Recession dents Osborne's deficit reduction plan

Borrowing figures will worry chancellor George Osborne
Borrowing figures will worry chancellor George Osborne
Alex Stevenson By

The coalition's deficit reduction strategy is being questioned this morning after figures showed more government borrowing than expected n May.

Rising benefits spending and falling tax receipts forced public sector net borrowing up to £17.9 billion, much higher than the £15.2 billion in the same month last year.

Figures from the Office for National Statistics confirmed current expenditure had increased by 7.9%, suggesting ministers are struggling to achieve cuts in spending judged critical to restoring Britain's economic credibility.

"These figures are another nail in the coffin of David Cameron and George Osborne's failed economic plan," shadow chief secretary to the Treasury Rachel Reeves commented.

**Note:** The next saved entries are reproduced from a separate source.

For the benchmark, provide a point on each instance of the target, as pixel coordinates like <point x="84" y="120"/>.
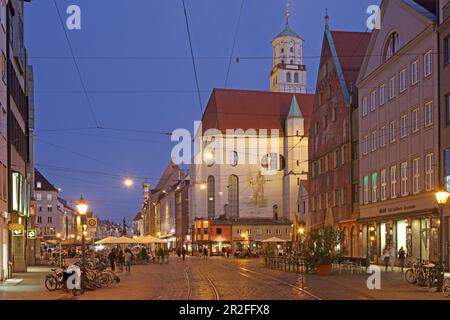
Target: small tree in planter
<point x="320" y="248"/>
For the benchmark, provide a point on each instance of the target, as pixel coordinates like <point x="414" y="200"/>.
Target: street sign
<point x="15" y="226"/>
<point x="18" y="233"/>
<point x="92" y="222"/>
<point x="31" y="234"/>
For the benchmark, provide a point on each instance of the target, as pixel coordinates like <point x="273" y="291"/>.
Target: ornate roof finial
<point x="287" y="13"/>
<point x="327" y="19"/>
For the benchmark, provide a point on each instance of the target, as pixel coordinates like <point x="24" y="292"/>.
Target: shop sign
<point x="397" y="209"/>
<point x="31" y="234"/>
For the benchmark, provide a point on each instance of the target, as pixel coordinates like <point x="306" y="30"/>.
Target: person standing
<point x="402" y="257"/>
<point x="127" y="258"/>
<point x="112" y="259"/>
<point x="386" y="257"/>
<point x="120" y="261"/>
<point x="183" y="253"/>
<point x="392" y="257"/>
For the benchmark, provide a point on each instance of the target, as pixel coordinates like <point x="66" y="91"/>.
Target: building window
<point x="428" y="114"/>
<point x="392" y="131"/>
<point x="233" y="195"/>
<point x="415" y="72"/>
<point x="416" y="175"/>
<point x="374" y="141"/>
<point x="394" y="182"/>
<point x="392" y="88"/>
<point x="447" y="49"/>
<point x="373" y="101"/>
<point x="365" y="106"/>
<point x="383" y="136"/>
<point x="211" y="197"/>
<point x="275" y="212"/>
<point x="415" y="120"/>
<point x="428" y="63"/>
<point x="383" y="185"/>
<point x="429" y="172"/>
<point x="374" y="187"/>
<point x="365" y="145"/>
<point x="402" y="79"/>
<point x="404" y="178"/>
<point x="366" y="190"/>
<point x="382" y="94"/>
<point x="403" y="121"/>
<point x="392" y="45"/>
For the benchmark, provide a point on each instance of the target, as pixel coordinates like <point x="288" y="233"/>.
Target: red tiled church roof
<point x="245" y="109"/>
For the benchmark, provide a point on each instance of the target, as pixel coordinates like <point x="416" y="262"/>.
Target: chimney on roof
<point x="327" y="20"/>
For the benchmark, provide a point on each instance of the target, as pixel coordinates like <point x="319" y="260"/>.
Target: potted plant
<point x="320" y="251"/>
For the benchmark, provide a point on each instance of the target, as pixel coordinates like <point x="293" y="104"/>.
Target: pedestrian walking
<point x="402" y="257"/>
<point x="386" y="256"/>
<point x="120" y="260"/>
<point x="183" y="253"/>
<point x="127" y="257"/>
<point x="112" y="259"/>
<point x="392" y="256"/>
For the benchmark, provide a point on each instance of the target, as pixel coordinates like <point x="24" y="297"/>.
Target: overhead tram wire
<point x="91" y="108"/>
<point x="192" y="56"/>
<point x="236" y="32"/>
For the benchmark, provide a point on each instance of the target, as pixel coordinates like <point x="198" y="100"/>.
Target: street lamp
<point x="441" y="198"/>
<point x="58" y="235"/>
<point x="82" y="209"/>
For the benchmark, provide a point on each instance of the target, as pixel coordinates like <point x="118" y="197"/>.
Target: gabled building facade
<point x="333" y="182"/>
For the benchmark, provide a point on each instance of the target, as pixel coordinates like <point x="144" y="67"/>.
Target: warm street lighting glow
<point x="442" y="197"/>
<point x="82" y="206"/>
<point x="128" y="182"/>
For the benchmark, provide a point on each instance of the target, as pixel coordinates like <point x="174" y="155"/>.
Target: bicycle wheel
<point x="446" y="288"/>
<point x="410" y="277"/>
<point x="51" y="283"/>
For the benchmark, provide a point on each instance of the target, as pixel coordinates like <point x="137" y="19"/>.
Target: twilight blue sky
<point x="122" y="88"/>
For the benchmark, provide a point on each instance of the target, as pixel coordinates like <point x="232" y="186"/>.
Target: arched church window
<point x="211" y="197"/>
<point x="392" y="45"/>
<point x="233" y="196"/>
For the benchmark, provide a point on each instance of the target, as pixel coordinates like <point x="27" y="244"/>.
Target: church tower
<point x="288" y="73"/>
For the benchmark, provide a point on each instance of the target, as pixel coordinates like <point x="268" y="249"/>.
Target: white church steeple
<point x="288" y="72"/>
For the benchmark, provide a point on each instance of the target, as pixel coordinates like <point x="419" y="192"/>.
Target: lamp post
<point x="441" y="198"/>
<point x="82" y="209"/>
<point x="58" y="235"/>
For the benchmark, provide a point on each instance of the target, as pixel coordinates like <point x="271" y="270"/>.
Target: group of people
<point x="181" y="253"/>
<point x="390" y="255"/>
<point x="118" y="258"/>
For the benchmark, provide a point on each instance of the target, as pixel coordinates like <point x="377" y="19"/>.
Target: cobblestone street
<point x="225" y="279"/>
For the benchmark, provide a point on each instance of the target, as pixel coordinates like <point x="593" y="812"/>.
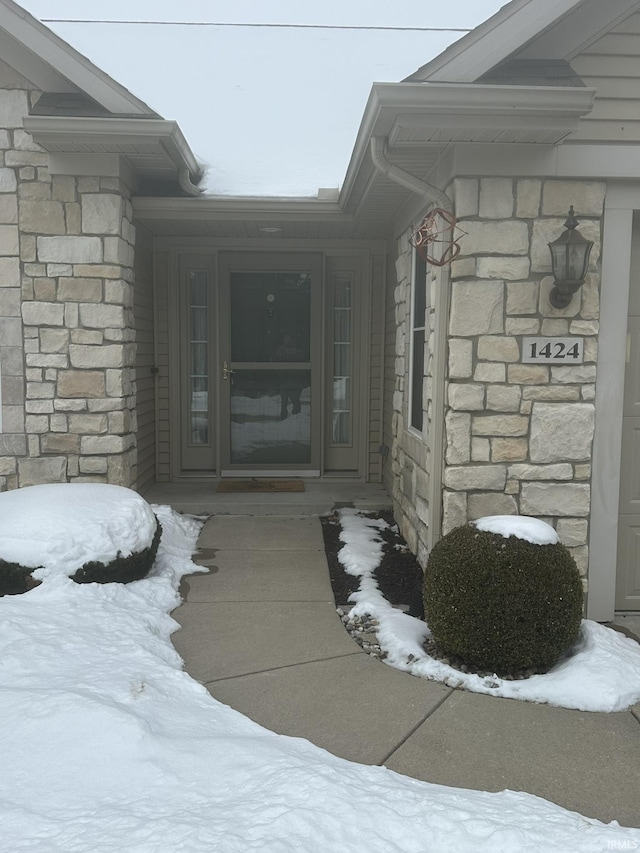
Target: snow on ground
<point x="73" y="525"/>
<point x="601" y="673"/>
<point x="108" y="746"/>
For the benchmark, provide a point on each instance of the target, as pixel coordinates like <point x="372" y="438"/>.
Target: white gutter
<point x="63" y="133"/>
<point x="379" y="150"/>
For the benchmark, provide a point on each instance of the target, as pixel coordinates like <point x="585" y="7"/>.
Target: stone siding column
<point x="519" y="436"/>
<point x="67" y="339"/>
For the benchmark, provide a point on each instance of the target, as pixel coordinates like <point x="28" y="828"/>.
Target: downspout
<point x="436" y="197"/>
<point x="184" y="180"/>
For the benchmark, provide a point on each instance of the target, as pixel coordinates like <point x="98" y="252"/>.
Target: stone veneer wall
<point x="518" y="436"/>
<point x="408" y="468"/>
<point x="67" y="341"/>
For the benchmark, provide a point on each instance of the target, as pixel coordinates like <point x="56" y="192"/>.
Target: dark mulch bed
<point x="399" y="576"/>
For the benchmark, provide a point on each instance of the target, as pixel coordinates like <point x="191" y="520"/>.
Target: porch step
<point x="319" y="498"/>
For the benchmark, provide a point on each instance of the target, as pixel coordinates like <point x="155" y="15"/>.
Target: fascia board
<point x="482" y="106"/>
<point x="579" y="30"/>
<point x="68" y="62"/>
<point x="208" y="207"/>
<point x="55" y="129"/>
<point x="493" y="41"/>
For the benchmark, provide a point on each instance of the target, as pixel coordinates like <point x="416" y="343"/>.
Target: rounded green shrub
<point x="16" y="579"/>
<point x="502" y="604"/>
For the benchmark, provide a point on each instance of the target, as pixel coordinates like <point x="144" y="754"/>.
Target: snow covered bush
<point x="90" y="532"/>
<point x="503" y="595"/>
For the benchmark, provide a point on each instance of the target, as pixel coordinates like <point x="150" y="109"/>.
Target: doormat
<point x="260" y="486"/>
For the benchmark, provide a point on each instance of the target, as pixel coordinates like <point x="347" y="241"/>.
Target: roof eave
<point x="493" y="41"/>
<point x="68" y="62"/>
<point x="474" y="107"/>
<point x="258" y="208"/>
<point x="63" y="133"/>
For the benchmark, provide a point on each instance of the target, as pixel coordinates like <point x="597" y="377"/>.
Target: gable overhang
<point x="54" y="66"/>
<point x="421" y="121"/>
<point x="155" y="149"/>
<point x="552" y="29"/>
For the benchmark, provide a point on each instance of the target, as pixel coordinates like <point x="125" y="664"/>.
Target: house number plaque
<point x="553" y="350"/>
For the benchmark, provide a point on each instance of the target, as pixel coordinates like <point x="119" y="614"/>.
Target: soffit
<point x="155" y="148"/>
<point x="272" y="220"/>
<point x="421" y="121"/>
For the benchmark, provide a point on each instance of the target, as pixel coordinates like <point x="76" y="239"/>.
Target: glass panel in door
<point x="270" y="369"/>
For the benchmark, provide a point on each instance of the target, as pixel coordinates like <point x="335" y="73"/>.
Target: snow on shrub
<point x="91" y="532"/>
<point x="503" y="595"/>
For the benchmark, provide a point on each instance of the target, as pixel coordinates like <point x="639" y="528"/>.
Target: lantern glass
<point x="570" y="254"/>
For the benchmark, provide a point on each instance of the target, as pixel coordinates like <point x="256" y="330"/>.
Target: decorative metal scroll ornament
<point x="438" y="229"/>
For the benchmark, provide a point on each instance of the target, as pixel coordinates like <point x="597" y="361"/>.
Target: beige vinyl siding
<point x="374" y="473"/>
<point x="389" y="368"/>
<point x="611" y="65"/>
<point x="145" y="378"/>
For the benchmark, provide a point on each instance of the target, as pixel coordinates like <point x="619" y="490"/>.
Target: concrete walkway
<point x="260" y="631"/>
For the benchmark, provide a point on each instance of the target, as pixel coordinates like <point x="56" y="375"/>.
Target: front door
<point x="270" y="363"/>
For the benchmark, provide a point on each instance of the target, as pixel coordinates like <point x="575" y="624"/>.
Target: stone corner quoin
<point x="67" y="339"/>
<point x="517" y="437"/>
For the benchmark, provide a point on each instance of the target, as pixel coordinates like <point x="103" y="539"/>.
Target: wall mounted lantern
<point x="569" y="262"/>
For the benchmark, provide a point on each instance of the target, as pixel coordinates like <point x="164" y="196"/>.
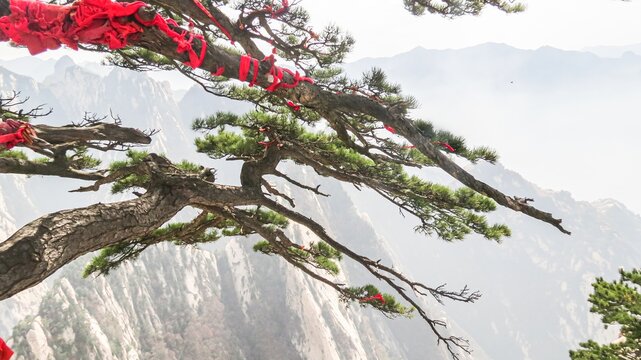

"As we consistently warned, if you choke off the recovery and push the economy into recession, the government ends up having to borrowing more not less."

Public sector net debt reached 65% of GDP, up from 61.3% at the end of May 2011.

Commentators have observed that the deficit reduction strategy has been struggling for a while. Last month the public finances were helped by a windfall from the Royal Mail pension fund which resulted in a record surplus of £16.5 billion.

Howard Archer, chief UK economist at IHS Global Insight, said the chancellor faced a "major battle" to meet his fiscal target for 2012/13.

If the trend seen in the financial year's first two months continues public sector net borrowing would reach £148 billion - significantly above his £120 billion target.

Ms Reeves added: "If we're to succeed in getting the deficit down we need tough decisions on tax, spending and pay but we also need a plan for jobs and growth.

"Unless the chancellor finally changes course and adopts a more balanced plan he will end up borrowing billions more to pay for economic failure and cause long-term damage to our economy too."